Backstory: When i was little (about 8), I told my parents that I wanted to grow up and be a monk. At the time, I meant a shao-lin monk, both for the "cool martial arts" and for the awesome trials they put themselves through. I picked up a book on buddhist monks from the highschool library, where my aunt worked. We would stay with her after school sometimes, it was right next to the grade school I was going to at the time. Well, I became fascinated with what I read, even though I didn't understand all the deeper concepts that were discussed - I was enthralled by the pictures, and by the idea of devoting every moment towards some kind of mystical lifestyle.

My parents were less than thrilled at the idea, and laughed it off. None the less, I would occaisionally dress up in a sheet, put mardi-gras style beads over my neck, and sit quietly on my bed pretending to meditate, imagining that I was a monk in a mountain monestary, saying (not yet chanting) AUM over and over again. I didn't have a lot of friends to play with until I was in highschool, when playing was a bit more carnal. A couple of times my mom caught me, and after a few instances I was taken to sunday school in a southern babtist church every sunday to teach me more about 'my own' religion.

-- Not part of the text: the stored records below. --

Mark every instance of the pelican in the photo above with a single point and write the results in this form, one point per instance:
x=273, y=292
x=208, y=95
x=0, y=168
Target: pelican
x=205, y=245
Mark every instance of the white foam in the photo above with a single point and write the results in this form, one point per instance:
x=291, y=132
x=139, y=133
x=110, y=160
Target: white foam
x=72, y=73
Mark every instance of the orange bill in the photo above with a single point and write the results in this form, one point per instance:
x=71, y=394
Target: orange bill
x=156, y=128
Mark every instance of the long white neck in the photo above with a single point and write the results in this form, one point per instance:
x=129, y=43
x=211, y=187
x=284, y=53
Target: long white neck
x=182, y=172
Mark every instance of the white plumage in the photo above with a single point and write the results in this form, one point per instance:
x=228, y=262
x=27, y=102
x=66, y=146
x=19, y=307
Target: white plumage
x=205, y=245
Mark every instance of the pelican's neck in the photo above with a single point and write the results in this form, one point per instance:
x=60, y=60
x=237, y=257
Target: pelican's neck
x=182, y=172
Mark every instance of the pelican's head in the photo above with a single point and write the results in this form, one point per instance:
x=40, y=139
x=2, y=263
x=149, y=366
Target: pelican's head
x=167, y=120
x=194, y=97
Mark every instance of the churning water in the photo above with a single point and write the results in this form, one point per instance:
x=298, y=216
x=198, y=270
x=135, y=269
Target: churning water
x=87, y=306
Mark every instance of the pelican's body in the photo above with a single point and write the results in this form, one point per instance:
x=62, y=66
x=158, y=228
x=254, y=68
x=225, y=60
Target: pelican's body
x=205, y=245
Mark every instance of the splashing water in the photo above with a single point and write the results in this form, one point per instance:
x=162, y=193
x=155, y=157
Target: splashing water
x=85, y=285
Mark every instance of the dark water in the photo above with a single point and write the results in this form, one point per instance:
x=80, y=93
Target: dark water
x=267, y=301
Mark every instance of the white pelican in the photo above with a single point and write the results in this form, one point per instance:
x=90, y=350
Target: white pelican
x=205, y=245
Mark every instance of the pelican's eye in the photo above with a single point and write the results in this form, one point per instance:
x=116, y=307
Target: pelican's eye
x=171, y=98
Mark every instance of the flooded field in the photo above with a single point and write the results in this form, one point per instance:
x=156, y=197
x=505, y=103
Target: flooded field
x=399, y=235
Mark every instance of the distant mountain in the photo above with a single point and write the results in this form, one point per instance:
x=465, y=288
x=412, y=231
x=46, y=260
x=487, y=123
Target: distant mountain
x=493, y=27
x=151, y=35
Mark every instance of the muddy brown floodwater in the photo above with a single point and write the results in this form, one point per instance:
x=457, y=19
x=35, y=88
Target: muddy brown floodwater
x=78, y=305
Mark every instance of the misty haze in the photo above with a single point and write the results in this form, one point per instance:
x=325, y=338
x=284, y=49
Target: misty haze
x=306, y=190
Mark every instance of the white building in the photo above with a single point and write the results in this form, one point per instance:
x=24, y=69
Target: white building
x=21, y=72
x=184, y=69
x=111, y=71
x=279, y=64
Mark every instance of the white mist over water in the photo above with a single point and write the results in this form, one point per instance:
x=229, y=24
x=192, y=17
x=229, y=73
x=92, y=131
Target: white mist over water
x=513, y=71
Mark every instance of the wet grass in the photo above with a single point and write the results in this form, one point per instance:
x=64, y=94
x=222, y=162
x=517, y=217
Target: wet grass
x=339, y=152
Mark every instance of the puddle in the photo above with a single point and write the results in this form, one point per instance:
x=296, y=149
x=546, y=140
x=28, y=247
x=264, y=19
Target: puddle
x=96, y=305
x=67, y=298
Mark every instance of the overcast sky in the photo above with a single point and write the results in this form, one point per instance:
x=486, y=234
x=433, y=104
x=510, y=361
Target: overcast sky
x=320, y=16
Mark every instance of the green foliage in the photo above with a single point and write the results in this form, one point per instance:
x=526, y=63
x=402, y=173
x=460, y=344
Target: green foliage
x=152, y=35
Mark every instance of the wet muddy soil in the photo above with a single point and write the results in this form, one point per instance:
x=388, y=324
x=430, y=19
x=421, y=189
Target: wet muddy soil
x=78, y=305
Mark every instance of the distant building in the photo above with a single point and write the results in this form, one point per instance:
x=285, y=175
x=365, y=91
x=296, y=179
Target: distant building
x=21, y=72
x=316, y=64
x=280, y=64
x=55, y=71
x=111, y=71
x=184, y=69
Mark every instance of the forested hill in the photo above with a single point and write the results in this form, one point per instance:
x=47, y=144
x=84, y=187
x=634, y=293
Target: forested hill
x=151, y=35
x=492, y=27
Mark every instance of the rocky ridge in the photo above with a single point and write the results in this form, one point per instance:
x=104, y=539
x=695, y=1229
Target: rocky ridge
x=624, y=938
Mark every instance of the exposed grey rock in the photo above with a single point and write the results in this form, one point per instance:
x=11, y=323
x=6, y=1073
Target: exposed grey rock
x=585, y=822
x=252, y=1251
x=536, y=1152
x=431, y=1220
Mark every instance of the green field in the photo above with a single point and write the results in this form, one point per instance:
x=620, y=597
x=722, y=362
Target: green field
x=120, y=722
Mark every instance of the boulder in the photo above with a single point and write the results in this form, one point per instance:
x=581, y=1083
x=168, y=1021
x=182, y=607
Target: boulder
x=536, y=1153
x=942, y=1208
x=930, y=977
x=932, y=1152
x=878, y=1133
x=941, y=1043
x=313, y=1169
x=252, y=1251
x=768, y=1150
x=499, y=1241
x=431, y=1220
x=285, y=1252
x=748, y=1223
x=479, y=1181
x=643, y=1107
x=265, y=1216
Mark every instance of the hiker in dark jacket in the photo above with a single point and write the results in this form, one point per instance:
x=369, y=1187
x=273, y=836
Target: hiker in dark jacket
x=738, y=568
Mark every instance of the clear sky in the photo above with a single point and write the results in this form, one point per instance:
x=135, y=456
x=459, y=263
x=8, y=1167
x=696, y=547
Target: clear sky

When I was old enough to be talked to like a human being instead of trained like a pet, the call came again, this time with more intellectual understanding. I wanted to be a buddhist monk, even though I wasn't strictly buddhist - I wanted to learn, and shave my head, and the whole nine yards. This was shortly after my first explorations into mysticism, just before I became wiccan, I was about 12 or 13. My mother and step-father at the time, suggested that I attain greater aspirations in life than to sit around contemplating my navel for the rest of my life. So, I focused on school, eventually got into magick, and on I went into my late teens.

I got the call again when i was seventeen. I wanted to escape the life I was in, at that time, and also wanted to follow up on a dream still echoing from childhood. I had no plans, no aspirations, I wasn't close to my family, and at the time I was just beginning to be able to really feel the Force. The world was coming to life for me, after years of faith with only periodic experience. However, this time I was on my own. i didn't have the resources to get myself to a monastery of any faith, and was already caught up in a relationship which would last another two years, and had become caught up in the day to day affairs of living life. A job, a residence, friends who loved me, and while I wasn't close to my family yet, they still had hopes for me, and I for them. so, I told myself that I would live the first part of my life for myself.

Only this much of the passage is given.